I’m seldom one to vaunt a digitized re-release of an analog recording, but the Rolling Stones’ renovated Exile on Main Street is marvelous. If you have never experienced the magisterially murky, smoking evocation of Americana that the Stones captured in the basement of a French chateau and in studios in London and Los Angeles way back in the early 1970s, here’s your chance for satisfaction. There’s good reason the new release is currently the Number 1 CD in the United Kingdom.
The re-mastering of the original album is splendid (even if, as Keith Richards correctly argues, it’s unnecessary.) However, the selection of 10 outtakes and alternate versions is worth the price of admission. In re-working this material, Mick Jagger has reclaimed whatever is left of his artistic soul (not to mention, his voice). Like large parts of The Beatles Anthology, the result makes this Exile more like a new release than a re-hash.

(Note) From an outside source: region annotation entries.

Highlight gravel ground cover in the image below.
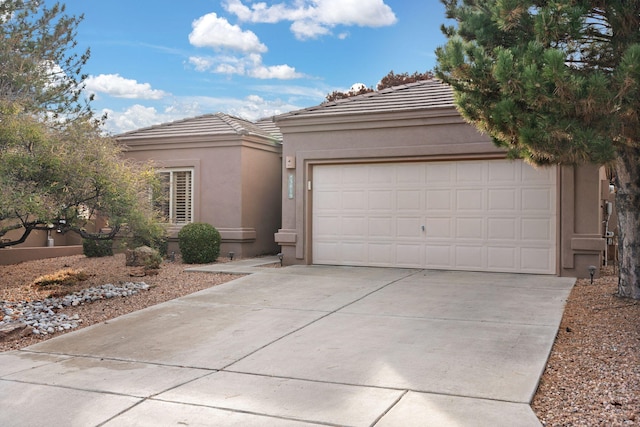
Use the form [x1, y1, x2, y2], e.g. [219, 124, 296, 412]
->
[0, 254, 238, 351]
[0, 255, 640, 426]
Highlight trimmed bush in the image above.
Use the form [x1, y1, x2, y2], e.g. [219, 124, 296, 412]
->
[178, 222, 221, 264]
[82, 239, 113, 258]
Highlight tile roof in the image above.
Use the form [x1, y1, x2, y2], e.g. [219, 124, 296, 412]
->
[276, 79, 454, 122]
[116, 113, 282, 141]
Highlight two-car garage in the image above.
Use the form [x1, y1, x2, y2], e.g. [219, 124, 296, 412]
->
[311, 159, 557, 274]
[275, 79, 611, 277]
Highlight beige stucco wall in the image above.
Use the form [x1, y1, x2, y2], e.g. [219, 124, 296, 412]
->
[0, 229, 82, 265]
[125, 135, 281, 257]
[275, 108, 603, 277]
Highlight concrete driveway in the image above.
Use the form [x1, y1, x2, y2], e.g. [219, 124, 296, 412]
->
[0, 265, 575, 427]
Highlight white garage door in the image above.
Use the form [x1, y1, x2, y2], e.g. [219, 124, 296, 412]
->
[312, 160, 556, 274]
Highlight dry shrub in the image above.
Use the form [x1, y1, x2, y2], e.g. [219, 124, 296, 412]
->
[33, 268, 89, 286]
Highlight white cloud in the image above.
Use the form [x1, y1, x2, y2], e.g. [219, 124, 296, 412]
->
[223, 0, 397, 39]
[189, 13, 267, 53]
[85, 74, 167, 99]
[189, 53, 305, 80]
[248, 64, 302, 80]
[189, 56, 214, 71]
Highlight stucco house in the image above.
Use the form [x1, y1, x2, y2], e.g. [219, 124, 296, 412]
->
[274, 80, 609, 277]
[117, 113, 282, 257]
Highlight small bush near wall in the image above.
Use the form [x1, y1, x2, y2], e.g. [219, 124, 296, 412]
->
[82, 239, 113, 258]
[178, 222, 221, 264]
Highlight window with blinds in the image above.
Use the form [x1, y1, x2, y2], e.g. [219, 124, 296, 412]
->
[156, 169, 193, 224]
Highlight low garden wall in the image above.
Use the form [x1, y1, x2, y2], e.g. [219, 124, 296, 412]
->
[0, 245, 82, 265]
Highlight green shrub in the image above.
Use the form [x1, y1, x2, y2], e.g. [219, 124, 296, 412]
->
[178, 222, 221, 264]
[82, 239, 113, 258]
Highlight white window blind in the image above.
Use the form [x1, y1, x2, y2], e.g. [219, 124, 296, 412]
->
[157, 169, 193, 224]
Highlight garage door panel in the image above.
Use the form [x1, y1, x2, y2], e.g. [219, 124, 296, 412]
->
[426, 189, 453, 211]
[425, 217, 453, 240]
[487, 218, 520, 242]
[311, 160, 557, 274]
[340, 242, 368, 265]
[396, 217, 424, 240]
[454, 162, 486, 183]
[522, 188, 554, 214]
[368, 190, 394, 212]
[456, 189, 484, 212]
[456, 218, 484, 239]
[315, 190, 342, 211]
[396, 163, 425, 187]
[340, 216, 369, 238]
[315, 215, 341, 241]
[342, 190, 369, 210]
[425, 162, 455, 186]
[368, 217, 396, 241]
[521, 218, 552, 242]
[487, 246, 519, 272]
[487, 162, 520, 181]
[368, 243, 395, 267]
[396, 190, 423, 211]
[487, 188, 518, 213]
[455, 244, 484, 270]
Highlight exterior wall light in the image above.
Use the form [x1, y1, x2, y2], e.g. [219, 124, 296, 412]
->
[589, 265, 596, 285]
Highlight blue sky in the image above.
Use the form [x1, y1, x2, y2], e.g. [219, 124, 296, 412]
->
[63, 0, 445, 134]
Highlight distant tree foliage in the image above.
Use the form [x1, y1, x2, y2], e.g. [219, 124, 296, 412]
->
[0, 0, 163, 248]
[325, 70, 433, 102]
[0, 0, 92, 120]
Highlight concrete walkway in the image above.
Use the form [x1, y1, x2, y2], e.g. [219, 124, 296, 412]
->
[0, 265, 574, 427]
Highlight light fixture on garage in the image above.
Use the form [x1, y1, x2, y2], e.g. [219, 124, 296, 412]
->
[589, 265, 596, 285]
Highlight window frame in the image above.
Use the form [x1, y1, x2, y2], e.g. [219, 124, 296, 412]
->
[156, 167, 195, 225]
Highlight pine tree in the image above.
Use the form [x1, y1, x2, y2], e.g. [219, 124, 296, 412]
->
[436, 0, 640, 299]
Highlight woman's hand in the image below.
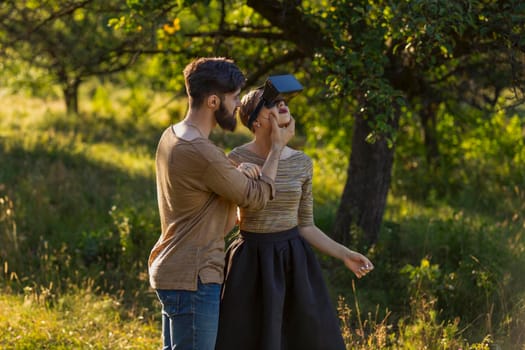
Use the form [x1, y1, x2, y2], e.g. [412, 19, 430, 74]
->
[237, 163, 261, 179]
[343, 249, 374, 278]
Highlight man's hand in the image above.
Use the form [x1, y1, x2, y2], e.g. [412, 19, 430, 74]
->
[270, 113, 295, 151]
[237, 163, 261, 179]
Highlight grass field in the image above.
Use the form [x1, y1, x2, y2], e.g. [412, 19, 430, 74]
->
[0, 86, 525, 349]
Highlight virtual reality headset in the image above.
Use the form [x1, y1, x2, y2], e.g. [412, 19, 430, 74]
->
[248, 74, 303, 129]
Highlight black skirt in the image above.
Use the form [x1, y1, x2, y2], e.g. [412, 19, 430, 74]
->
[215, 227, 345, 350]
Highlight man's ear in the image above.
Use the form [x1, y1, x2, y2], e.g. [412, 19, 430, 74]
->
[207, 95, 221, 109]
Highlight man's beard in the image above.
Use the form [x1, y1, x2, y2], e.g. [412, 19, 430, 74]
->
[215, 101, 237, 131]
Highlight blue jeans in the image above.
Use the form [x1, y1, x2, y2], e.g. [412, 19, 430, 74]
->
[156, 279, 221, 350]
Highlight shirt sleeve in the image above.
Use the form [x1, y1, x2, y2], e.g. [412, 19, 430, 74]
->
[297, 157, 314, 226]
[203, 154, 275, 210]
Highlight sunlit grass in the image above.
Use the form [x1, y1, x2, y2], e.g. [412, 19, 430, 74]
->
[0, 290, 160, 349]
[0, 85, 525, 349]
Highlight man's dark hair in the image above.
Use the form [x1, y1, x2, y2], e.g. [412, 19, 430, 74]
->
[184, 57, 246, 107]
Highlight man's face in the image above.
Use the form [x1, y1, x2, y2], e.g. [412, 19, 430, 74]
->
[215, 89, 241, 131]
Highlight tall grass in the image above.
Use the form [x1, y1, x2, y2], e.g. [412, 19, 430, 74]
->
[0, 83, 525, 349]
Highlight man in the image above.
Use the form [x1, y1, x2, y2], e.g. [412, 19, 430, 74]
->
[148, 58, 295, 350]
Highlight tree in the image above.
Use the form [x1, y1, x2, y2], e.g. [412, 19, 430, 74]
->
[115, 0, 525, 245]
[0, 0, 149, 114]
[16, 0, 525, 245]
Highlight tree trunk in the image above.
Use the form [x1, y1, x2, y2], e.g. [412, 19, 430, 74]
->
[420, 101, 439, 170]
[333, 115, 399, 248]
[63, 79, 80, 115]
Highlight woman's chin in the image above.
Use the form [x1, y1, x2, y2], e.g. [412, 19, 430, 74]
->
[277, 118, 292, 128]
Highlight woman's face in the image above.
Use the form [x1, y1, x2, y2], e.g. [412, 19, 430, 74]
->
[257, 100, 292, 127]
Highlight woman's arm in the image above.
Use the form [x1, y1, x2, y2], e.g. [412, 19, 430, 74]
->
[299, 225, 374, 278]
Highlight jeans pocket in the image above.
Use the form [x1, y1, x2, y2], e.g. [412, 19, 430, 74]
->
[156, 289, 194, 318]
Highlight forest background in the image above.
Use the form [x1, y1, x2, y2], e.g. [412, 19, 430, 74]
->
[0, 0, 525, 349]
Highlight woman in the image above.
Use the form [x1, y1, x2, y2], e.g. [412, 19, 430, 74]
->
[216, 89, 373, 350]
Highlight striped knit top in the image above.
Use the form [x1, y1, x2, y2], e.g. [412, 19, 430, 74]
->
[228, 146, 314, 233]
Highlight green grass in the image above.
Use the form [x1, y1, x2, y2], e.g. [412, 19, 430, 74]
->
[0, 289, 160, 349]
[0, 84, 525, 349]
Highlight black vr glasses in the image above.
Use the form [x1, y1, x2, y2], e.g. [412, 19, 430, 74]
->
[248, 74, 303, 129]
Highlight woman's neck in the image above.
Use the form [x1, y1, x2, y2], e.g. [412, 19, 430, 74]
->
[249, 137, 272, 158]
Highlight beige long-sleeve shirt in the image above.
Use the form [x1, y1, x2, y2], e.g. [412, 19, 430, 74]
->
[228, 146, 314, 233]
[148, 127, 275, 290]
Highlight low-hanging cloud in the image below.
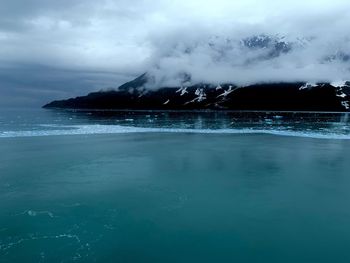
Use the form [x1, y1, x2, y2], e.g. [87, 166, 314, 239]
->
[0, 0, 350, 106]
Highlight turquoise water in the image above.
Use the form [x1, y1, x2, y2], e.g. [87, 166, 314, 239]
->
[0, 110, 350, 262]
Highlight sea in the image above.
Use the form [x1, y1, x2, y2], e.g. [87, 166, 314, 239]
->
[0, 109, 350, 263]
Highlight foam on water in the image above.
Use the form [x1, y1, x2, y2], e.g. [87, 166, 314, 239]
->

If you figured the Stones had absolutely spit the bit out (I know I had), you might be surprised. As Ben Ratliff, a writer from The New York Times, maintains, the alternate take of “Loving Cup” is perhaps the best track in Stones history. He’s not kidding. On that track, Jagger effectively channels both Muddy Waters and Hank Williams. Charlie Watts’ drumming defies description.
As for The Keef himself, he might be a digital skeptic, as that fascinating article by the aforementioned Ratliff reveals, but his own vocal performance on an early version of “Soul Survivor” is a drawling, semi-improvised, book-marking joy. Only Keith Richards could make repeatedly growling ‘Et cetera!’ into primordial rock ‘n roll.
The Stones have traditionally been slow to plumb their own archive. Further, the early “re-mastered” CD releases of their 60s and 70s LPs were sometimes an audiophile’s nightmare. This re-release, however, shows the possibilities of a harmonious marriage of analog original and digital post-production by the likes of Don Was and mature artists such as Jagger and Richards.